В этой работе мы познакомим читателя с рядом поучительных приемов разведки в прошлом, особенно с современными приемами иностранных разведок и их троцкистско-бухаринской агентуры.Об автореЛеонид Михайлович Заковский (настоящее имя Генрих Эрнестович Штубис, латыш. Henriks Štubis, 1894 — 29 августа 1938) — деятель советских органов госбезопасности, комиссар государственной безопасности 1 ранга.В марте 1938 года был снят с поста начальника Московского управления НКВД и назначен начальником треста Камлесосплав.


Как я воспринимаю окружающий мир

В книге рассказывается история главного героя, который сталкивается с различными проблемами и препятствиями на протяжении всего своего путешествия. По пути он встречает множество второстепенных персонажей, которые играют важные роли в истории. Благодаря опыту главного героя книга исследует такие темы, как любовь, потеря, надежда и стойкость. По мере того, как главный герой преодолевает свои трудности, он усваивает ценные уроки жизни и растет как личность.

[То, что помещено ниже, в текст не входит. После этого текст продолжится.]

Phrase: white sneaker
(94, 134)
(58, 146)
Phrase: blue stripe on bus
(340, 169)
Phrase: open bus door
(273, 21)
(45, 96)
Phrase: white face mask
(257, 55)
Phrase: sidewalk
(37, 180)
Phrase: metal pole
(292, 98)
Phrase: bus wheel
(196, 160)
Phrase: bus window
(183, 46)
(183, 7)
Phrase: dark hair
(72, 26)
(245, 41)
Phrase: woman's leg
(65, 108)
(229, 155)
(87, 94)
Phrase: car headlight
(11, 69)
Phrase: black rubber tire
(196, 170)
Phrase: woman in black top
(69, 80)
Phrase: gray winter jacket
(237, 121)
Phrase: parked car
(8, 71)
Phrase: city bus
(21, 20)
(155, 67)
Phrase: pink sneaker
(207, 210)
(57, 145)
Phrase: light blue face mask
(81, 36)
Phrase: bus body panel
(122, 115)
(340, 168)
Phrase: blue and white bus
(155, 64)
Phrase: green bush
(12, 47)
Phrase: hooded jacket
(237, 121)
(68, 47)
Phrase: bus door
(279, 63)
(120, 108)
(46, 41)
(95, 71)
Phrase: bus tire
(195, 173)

Возвращенцы. Где хорошо, там и родина

Как в конце XX века мог рухнуть великий Советский Союз, до сих пор, спустя полтора десятка лет, не укладывается в головах ни ярых русофобов, ни патриотов. Но предчувствия, что стране грозит катастрофа, появились еще в 60–70-е годы. Уже тогда разгорались нешуточные баталии прежде всего в литературной среде – между многочисленными либералами, в основном евреями, и горсткой государственников. На гребне той борьбы были наши замечательные писатели, художники, ученые, артисты. Многих из них уже нет, но и сейчас в строю Михаил Лобанов, Юрий Бондарев, Михаил Алексеев, Василий Белов, Валентин Распутин, Сергей Семанов… В этом ряду поэт и публицист Станислав Куняев.


Чернова

Статья посвящена положению словаков в Австро-Венгерской империи, и расстрелу в октябре 1907 года, жандармами, местных жителей в словацком селении Чернова близ Ружомберока…


Инцидент в Нью-Хэвен

В книге рассказывается история главного героя, который сталкивается с различными проблемами и препятствиями на протяжении всего своего путешествия. По пути он встречает множество второстепенных персонажей, которые играют важные роли в истории. Благодаря опыту главного героя книга исследует такие темы, как любовь, потеря, надежда и стойкость. По мере того, как главный герой преодолевает свои трудности, он усваивает ценные уроки жизни и растет как личность.